A report from American Shipper shows that trade policy is driven largely by either the supply chain or compliance group. I assumed when I read this that the supply chain folks mentioned would be mostly logistics personnel. However, I had a conversation with John Wainwright, Vice President of Customs Compliance at Leggett & Platt, a company that makes a variety of components used in various industrial and consumer finished products. At Leggett & Platt, trade compliance reports up through procurement, and John makes a compelling case for why this makes sense.
Leggett & Platt bought a Global Trade Management (GTM) system 10 years ago from a software vendor now known as Amber Road. The solution was implemented at the same time as an ERP solution from PeopleSoft (now Oracle). The GTM solution and the ERP were tightly integrated to support an end-to-end international procurement process. The company designed the procure-to-pay process first, then bought and implemented the two systems simultaneously. The end-to-end process for both domestic and international procurement is the same, although customs processes generated by the GTM are, of course, not necessary for domestic procurement.
Leggett & Platt’s process includes developing supplier relationships and managing those suppliers on an ongoing basis. This procure-to-pay process includes: placing purchase orders (POs) with suppliers, having the supplier strictly limited to working within the existing process, and having any substantial changes outside the boundaries of the original PO be implemented only with changes to the actual PO on the procurement side (e.g., “you asked for 1000, we can only make 950 by that due date”). The PO-centric environment internally creates the commercial invoice, as well as various other customs documents. Then the various documents, reports and alerts flow from the system to the appropriate supply chain parties (suppliers, customs brokers, LSPs, the company’s procurement and supply chain planning departments, customs authorities, etc.) as needed at the correct point in time.
This process is designed to dramatically improve data integrity across the extended international supply chain. Data in one document automatically populates other documents without having to be rekeyed. Suppliers access their data through a secure portal. The supplier needs to add relatively little data to the PO screen they are using — the Stock Keeping Unit and terms of purchase are already auto-populated. The supplier just adds that it will ship this number of items on this particular date.
Leggett & Platt’s International Supply Chain Solution
This technology and process creates the essential data elements – importer security filings and routing instructions – that in turn need to be passed on to other key players in the supply chain. This also means that the company has all the information it needs to do self-filings. However, Leggett & Platt still prefers to use customs brokers as an additional compliance resource for its interactions with customs. In the company’s view, freight forwarders/customs brokers provide a second set of eyes for compliance, and if there is a mistake, they provide valuable local representation with foreign customs agencies. The company believes a forwarder’s ability to provide such services make them worth the money, even though compliance control is ultimately Leggett & Platt’s responsibility.

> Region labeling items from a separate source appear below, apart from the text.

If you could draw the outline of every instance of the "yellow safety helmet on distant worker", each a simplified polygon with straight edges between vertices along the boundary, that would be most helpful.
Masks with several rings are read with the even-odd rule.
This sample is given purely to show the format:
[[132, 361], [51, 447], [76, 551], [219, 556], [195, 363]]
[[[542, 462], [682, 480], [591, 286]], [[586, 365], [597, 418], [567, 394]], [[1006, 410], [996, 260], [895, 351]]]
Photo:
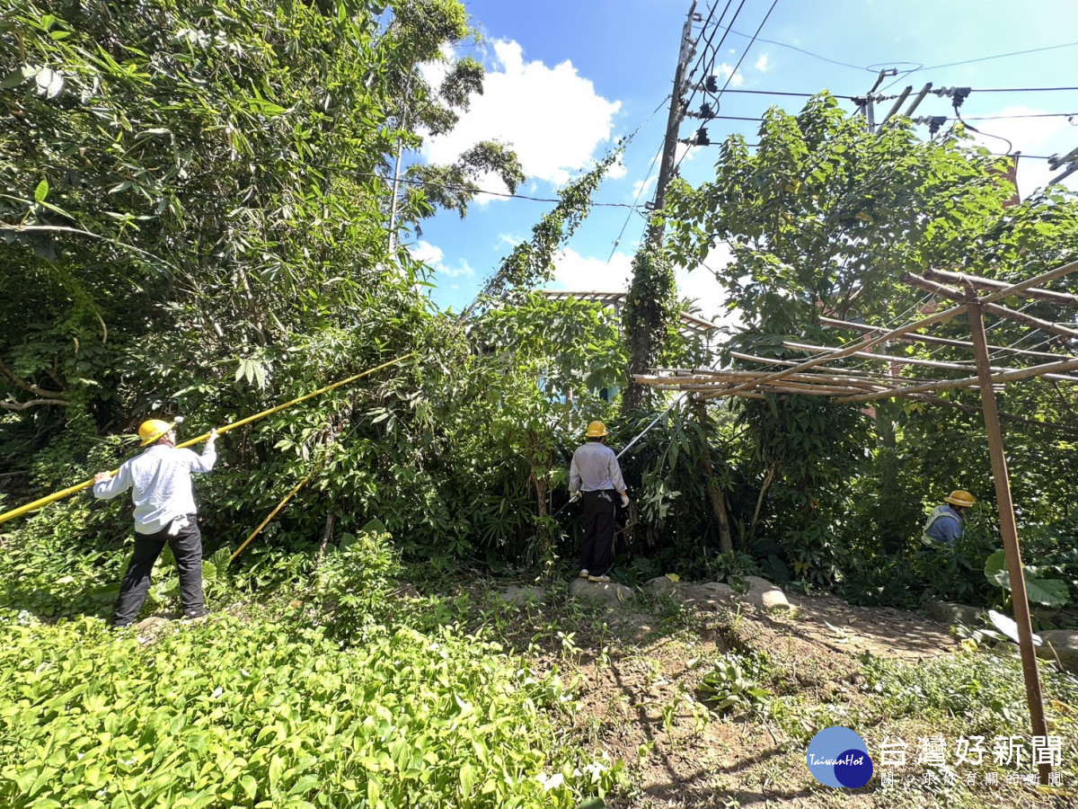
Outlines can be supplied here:
[[589, 438], [603, 438], [603, 436], [610, 435], [610, 431], [603, 422], [592, 422], [588, 425], [588, 431], [584, 435]]
[[146, 447], [148, 443], [153, 443], [171, 428], [171, 424], [162, 421], [161, 419], [148, 419], [138, 426], [138, 437], [142, 439], [139, 447]]
[[962, 506], [963, 508], [969, 508], [975, 503], [977, 503], [977, 499], [973, 497], [973, 495], [971, 495], [964, 489], [955, 489], [953, 492], [951, 492], [950, 497], [944, 497], [943, 499], [946, 503], [950, 503], [952, 506]]

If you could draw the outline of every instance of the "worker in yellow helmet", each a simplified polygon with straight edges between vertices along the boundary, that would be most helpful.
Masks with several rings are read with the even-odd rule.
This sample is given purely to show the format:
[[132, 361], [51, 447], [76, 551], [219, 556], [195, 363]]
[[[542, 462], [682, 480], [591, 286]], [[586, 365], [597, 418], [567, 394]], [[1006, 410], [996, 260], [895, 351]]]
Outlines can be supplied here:
[[[180, 422], [182, 419], [177, 419]], [[184, 618], [206, 615], [202, 587], [202, 533], [195, 513], [191, 475], [208, 472], [217, 463], [217, 430], [210, 430], [202, 455], [176, 449], [176, 423], [161, 419], [142, 422], [140, 447], [149, 447], [124, 463], [115, 477], [94, 476], [94, 496], [112, 499], [132, 490], [135, 503], [135, 551], [127, 563], [112, 626], [123, 629], [134, 622], [150, 590], [150, 573], [165, 548], [172, 549], [180, 574], [180, 603]]]
[[944, 503], [932, 509], [921, 532], [922, 545], [929, 548], [953, 548], [962, 538], [962, 512], [977, 501], [969, 492], [956, 489]]
[[603, 422], [592, 422], [583, 447], [572, 453], [569, 465], [569, 498], [583, 501], [584, 535], [580, 540], [580, 577], [589, 581], [610, 580], [613, 566], [614, 518], [618, 506], [628, 505], [625, 481], [613, 450], [606, 445], [610, 435]]

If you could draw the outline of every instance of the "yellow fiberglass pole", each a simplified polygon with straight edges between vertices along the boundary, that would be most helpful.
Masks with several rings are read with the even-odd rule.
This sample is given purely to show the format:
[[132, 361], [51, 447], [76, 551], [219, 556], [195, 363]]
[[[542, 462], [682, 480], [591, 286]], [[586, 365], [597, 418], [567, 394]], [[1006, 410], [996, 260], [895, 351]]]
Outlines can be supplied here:
[[[347, 385], [349, 383], [355, 382], [356, 380], [361, 380], [361, 379], [363, 379], [363, 376], [369, 376], [372, 373], [375, 373], [376, 371], [381, 371], [383, 368], [389, 368], [389, 366], [395, 366], [398, 362], [403, 362], [405, 359], [407, 359], [410, 357], [414, 357], [414, 356], [415, 356], [415, 352], [411, 352], [411, 353], [405, 354], [405, 355], [403, 355], [401, 357], [397, 357], [397, 359], [391, 359], [388, 362], [383, 362], [381, 366], [377, 366], [375, 368], [371, 368], [371, 369], [369, 369], [367, 371], [363, 371], [362, 373], [357, 373], [355, 376], [349, 376], [346, 380], [341, 380], [340, 382], [335, 382], [332, 385], [327, 385], [326, 387], [320, 387], [317, 390], [314, 390], [314, 392], [312, 392], [309, 394], [301, 396], [298, 399], [292, 399], [291, 401], [286, 401], [284, 404], [278, 404], [275, 408], [270, 408], [268, 410], [263, 410], [261, 413], [255, 413], [254, 415], [249, 415], [246, 419], [240, 419], [238, 422], [233, 422], [232, 424], [226, 424], [225, 426], [219, 428], [218, 433], [219, 434], [221, 434], [221, 433], [227, 433], [229, 430], [235, 429], [236, 427], [243, 427], [245, 424], [250, 424], [251, 422], [257, 422], [259, 419], [265, 419], [267, 415], [273, 415], [274, 413], [279, 413], [281, 410], [285, 410], [286, 408], [290, 408], [293, 404], [299, 404], [301, 401], [306, 401], [307, 399], [313, 399], [316, 396], [321, 396], [322, 394], [329, 393], [330, 390], [333, 390], [334, 388], [342, 387], [344, 385]], [[198, 443], [199, 441], [205, 441], [207, 438], [209, 438], [209, 433], [204, 433], [203, 435], [198, 436], [197, 438], [192, 438], [192, 439], [190, 439], [188, 441], [184, 441], [183, 443], [178, 443], [176, 445], [177, 447], [191, 447], [192, 444]], [[118, 471], [116, 469], [112, 469], [109, 472], [109, 475], [115, 475], [116, 471]], [[34, 501], [33, 503], [27, 503], [25, 506], [19, 506], [18, 508], [13, 508], [11, 511], [5, 511], [4, 513], [0, 515], [0, 523], [8, 522], [8, 520], [14, 520], [16, 517], [22, 517], [25, 513], [28, 513], [30, 511], [33, 511], [34, 509], [41, 508], [42, 506], [47, 506], [50, 503], [55, 503], [56, 501], [61, 501], [65, 497], [68, 497], [70, 495], [74, 494], [75, 492], [81, 492], [83, 489], [88, 489], [92, 485], [94, 485], [94, 479], [93, 478], [91, 478], [89, 480], [84, 480], [82, 483], [79, 483], [78, 485], [69, 486], [69, 488], [67, 488], [67, 489], [65, 489], [65, 490], [63, 490], [60, 492], [55, 492], [54, 494], [50, 494], [47, 497], [42, 497], [41, 499]]]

So what were the benefits for Leggett & Platt? Because there is no supplier paperwork –- everything is filled online through a secure portal — the whole process of invoicing and issuing payments is much cleaner and faster, and it is supported by many times fewer people. And, of course, with more accurate data comes Days Payables Outstanding (DPO) reductions. The portal generates the pack list, so the warehouse receiving process is much more accurate.
Further, as the government came out with new regulations for importer security filings (ISFs) and conflict minerals, the company found it easy to comply. For ISF, the only thing Leggett & Platt needed to do was get a correct bill of lading in a timely fashion. For ongoing conflict minerals needs, it already has much of the required data available for its suppliers in place.

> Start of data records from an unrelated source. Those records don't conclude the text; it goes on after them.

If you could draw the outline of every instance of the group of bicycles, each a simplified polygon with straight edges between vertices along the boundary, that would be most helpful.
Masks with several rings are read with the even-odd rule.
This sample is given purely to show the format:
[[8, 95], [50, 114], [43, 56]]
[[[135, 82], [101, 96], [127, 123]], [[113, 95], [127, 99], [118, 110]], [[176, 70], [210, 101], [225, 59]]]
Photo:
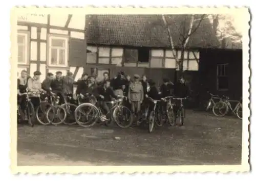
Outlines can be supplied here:
[[211, 109], [217, 117], [223, 117], [231, 112], [240, 119], [243, 119], [242, 98], [239, 100], [230, 100], [228, 96], [212, 94], [208, 92], [209, 99], [206, 106], [206, 111]]
[[[115, 122], [119, 127], [125, 128], [130, 127], [135, 122], [133, 113], [127, 106], [127, 97], [125, 96], [118, 96], [117, 99], [104, 102], [109, 105], [110, 109], [109, 113], [104, 114], [100, 106], [100, 102], [93, 94], [85, 95], [82, 102], [79, 95], [77, 95], [76, 99], [74, 99], [72, 95], [66, 94], [65, 102], [60, 104], [60, 97], [56, 94], [52, 92], [40, 93], [38, 94], [39, 106], [34, 108], [29, 97], [30, 94], [33, 93], [25, 92], [20, 95], [26, 97], [26, 111], [21, 111], [20, 107], [18, 105], [18, 122], [24, 119], [24, 114], [27, 114], [28, 122], [31, 126], [34, 125], [36, 120], [45, 125], [77, 124], [84, 127], [93, 126], [96, 123], [103, 123], [109, 126]], [[148, 132], [152, 133], [156, 127], [161, 126], [165, 123], [168, 122], [170, 126], [174, 126], [177, 118], [179, 119], [180, 123], [184, 124], [185, 115], [183, 100], [186, 98], [168, 96], [159, 100], [151, 97], [147, 97], [147, 99], [153, 102], [153, 108], [150, 111], [148, 106], [139, 114], [136, 120], [138, 125], [145, 123], [148, 125]], [[174, 111], [176, 103], [174, 100], [180, 101], [177, 111]], [[161, 104], [165, 105], [164, 107], [160, 106]], [[111, 118], [106, 118], [104, 116], [107, 114], [111, 115]]]

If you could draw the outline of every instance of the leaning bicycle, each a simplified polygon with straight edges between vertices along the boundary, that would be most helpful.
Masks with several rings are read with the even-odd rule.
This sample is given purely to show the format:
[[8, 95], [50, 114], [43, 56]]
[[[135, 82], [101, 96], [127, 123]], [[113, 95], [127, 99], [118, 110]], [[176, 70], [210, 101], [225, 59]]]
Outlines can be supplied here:
[[17, 109], [18, 122], [19, 122], [19, 121], [20, 120], [25, 120], [25, 119], [24, 117], [25, 116], [27, 116], [28, 118], [28, 123], [31, 126], [33, 126], [34, 125], [34, 123], [33, 122], [35, 117], [35, 110], [34, 106], [33, 105], [29, 95], [33, 94], [34, 94], [33, 92], [24, 92], [20, 94], [19, 95], [22, 97], [23, 96], [26, 96], [24, 109], [22, 110], [20, 105], [18, 104]]

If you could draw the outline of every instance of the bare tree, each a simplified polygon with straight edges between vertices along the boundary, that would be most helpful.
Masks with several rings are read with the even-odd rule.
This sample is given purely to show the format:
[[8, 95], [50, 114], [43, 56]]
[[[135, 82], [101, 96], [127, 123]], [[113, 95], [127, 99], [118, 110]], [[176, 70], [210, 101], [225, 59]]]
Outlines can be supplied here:
[[[196, 16], [194, 14], [191, 14], [190, 15], [184, 16], [183, 22], [179, 22], [178, 24], [179, 25], [177, 25], [177, 22], [176, 22], [176, 20], [174, 19], [172, 17], [167, 17], [166, 15], [162, 15], [162, 19], [164, 22], [164, 24], [165, 28], [167, 30], [168, 39], [170, 45], [170, 47], [173, 52], [173, 56], [175, 58], [177, 64], [178, 64], [179, 70], [180, 73], [179, 73], [178, 76], [181, 75], [182, 72], [183, 71], [183, 62], [184, 62], [184, 55], [185, 50], [187, 47], [187, 43], [189, 40], [189, 38], [192, 35], [193, 35], [195, 32], [197, 31], [200, 27], [202, 21], [206, 17], [205, 14], [203, 14], [201, 16], [200, 18], [196, 18]], [[187, 20], [189, 18], [189, 25], [187, 25]], [[167, 23], [168, 20], [170, 20], [172, 23]], [[178, 56], [176, 55], [175, 48], [176, 45], [174, 44], [173, 39], [173, 33], [170, 31], [169, 28], [169, 24], [174, 24], [176, 27], [176, 30], [179, 32], [179, 44], [178, 46], [181, 48], [181, 57], [179, 59]]]
[[217, 21], [216, 33], [219, 41], [222, 42], [225, 39], [227, 42], [225, 45], [223, 44], [225, 47], [222, 48], [241, 47], [242, 34], [236, 29], [233, 24], [234, 19], [231, 15], [217, 14], [209, 16], [212, 16], [212, 18]]

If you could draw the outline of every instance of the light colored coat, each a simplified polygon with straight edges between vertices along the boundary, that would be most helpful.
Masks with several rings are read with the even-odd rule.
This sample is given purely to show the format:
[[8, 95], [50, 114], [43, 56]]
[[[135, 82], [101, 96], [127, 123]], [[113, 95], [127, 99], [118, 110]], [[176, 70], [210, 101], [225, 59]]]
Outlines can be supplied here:
[[142, 101], [143, 97], [143, 88], [141, 83], [131, 83], [128, 91], [128, 99], [131, 101]]

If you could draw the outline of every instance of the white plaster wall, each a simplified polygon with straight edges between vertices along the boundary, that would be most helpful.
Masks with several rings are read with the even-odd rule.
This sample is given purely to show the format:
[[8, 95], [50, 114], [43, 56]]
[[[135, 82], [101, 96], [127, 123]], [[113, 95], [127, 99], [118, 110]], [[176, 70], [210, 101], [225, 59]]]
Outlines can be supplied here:
[[36, 41], [30, 42], [30, 60], [36, 60], [37, 56], [37, 44]]
[[40, 43], [40, 60], [46, 61], [46, 43]]
[[40, 64], [39, 71], [41, 72], [41, 74], [40, 76], [40, 81], [41, 82], [44, 81], [46, 77], [46, 64]]

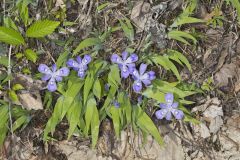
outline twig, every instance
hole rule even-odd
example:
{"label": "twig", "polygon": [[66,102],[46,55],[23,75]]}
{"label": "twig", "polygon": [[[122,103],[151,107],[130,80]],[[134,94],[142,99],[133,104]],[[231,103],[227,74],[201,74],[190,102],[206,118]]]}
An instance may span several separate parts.
{"label": "twig", "polygon": [[[9,47],[8,51],[8,76],[11,75],[11,53],[12,53],[12,45]],[[8,80],[8,90],[11,89],[11,80]],[[8,102],[8,115],[10,121],[10,132],[13,136],[13,127],[12,127],[12,114],[11,114],[11,101]]]}

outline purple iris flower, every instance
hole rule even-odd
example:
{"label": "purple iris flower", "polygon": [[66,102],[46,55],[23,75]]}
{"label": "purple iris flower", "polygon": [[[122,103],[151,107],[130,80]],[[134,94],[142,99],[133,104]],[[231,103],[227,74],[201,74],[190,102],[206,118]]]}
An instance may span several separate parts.
{"label": "purple iris flower", "polygon": [[122,58],[117,55],[113,54],[111,57],[111,61],[113,63],[117,63],[119,68],[121,69],[121,77],[127,78],[131,72],[133,72],[135,68],[135,63],[138,60],[138,56],[136,54],[131,54],[128,57],[128,52],[122,52]]}
{"label": "purple iris flower", "polygon": [[165,117],[167,120],[171,120],[172,114],[178,120],[184,117],[183,111],[177,109],[178,102],[173,102],[173,100],[174,97],[172,93],[167,93],[165,95],[166,103],[160,103],[161,109],[155,113],[157,119],[163,119]]}
{"label": "purple iris flower", "polygon": [[114,101],[113,105],[114,105],[115,108],[119,108],[120,107],[120,104],[118,103],[118,101]]}
{"label": "purple iris flower", "polygon": [[44,74],[42,77],[43,81],[50,79],[47,85],[47,88],[50,92],[57,90],[56,81],[62,81],[62,77],[66,77],[69,74],[69,69],[67,67],[63,67],[57,70],[56,64],[52,65],[52,70],[46,64],[40,64],[38,71]]}
{"label": "purple iris flower", "polygon": [[134,69],[134,71],[132,72],[132,76],[134,79],[133,90],[137,93],[142,90],[142,83],[144,83],[145,86],[149,86],[151,84],[151,81],[156,78],[155,72],[146,72],[146,69],[147,65],[142,63],[140,65],[139,72],[137,69]]}
{"label": "purple iris flower", "polygon": [[83,59],[80,56],[77,56],[76,60],[77,61],[74,59],[69,59],[67,61],[67,65],[72,67],[75,71],[78,71],[78,76],[80,78],[84,78],[88,68],[87,65],[91,62],[92,58],[89,55],[85,55]]}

Leggett & Platt’s solution has made it a better partner to its suppliers. The company has almost completely eliminated expensive Letters of Credit among suppliers. Letters of Credit are driven by fear of late payments or the need for financing. Because invoicing disputes virtually disappear, suppliers don’t need to worry about late payments. For suppliers that need financing, the visibility provided by this solution makes them a better banking risk and enables Leggett & Platt to help them work with some of its financial partners.
John tells me it is impossible to put an exact payback number on all this. But it is a better and cleaner procurement process, and there is big money in doing procurement better.
In conclusion, the American Shipper article argued that “best practice” would be to have trade compliance reside in the compliance department. Leggett & Platt’s experience shows that there is a very strong argument for having it report up through procurement.
I agree that Trade Mgmt. should reside with Compliance. They just need to be able to dictate to procurement what policies they must follow.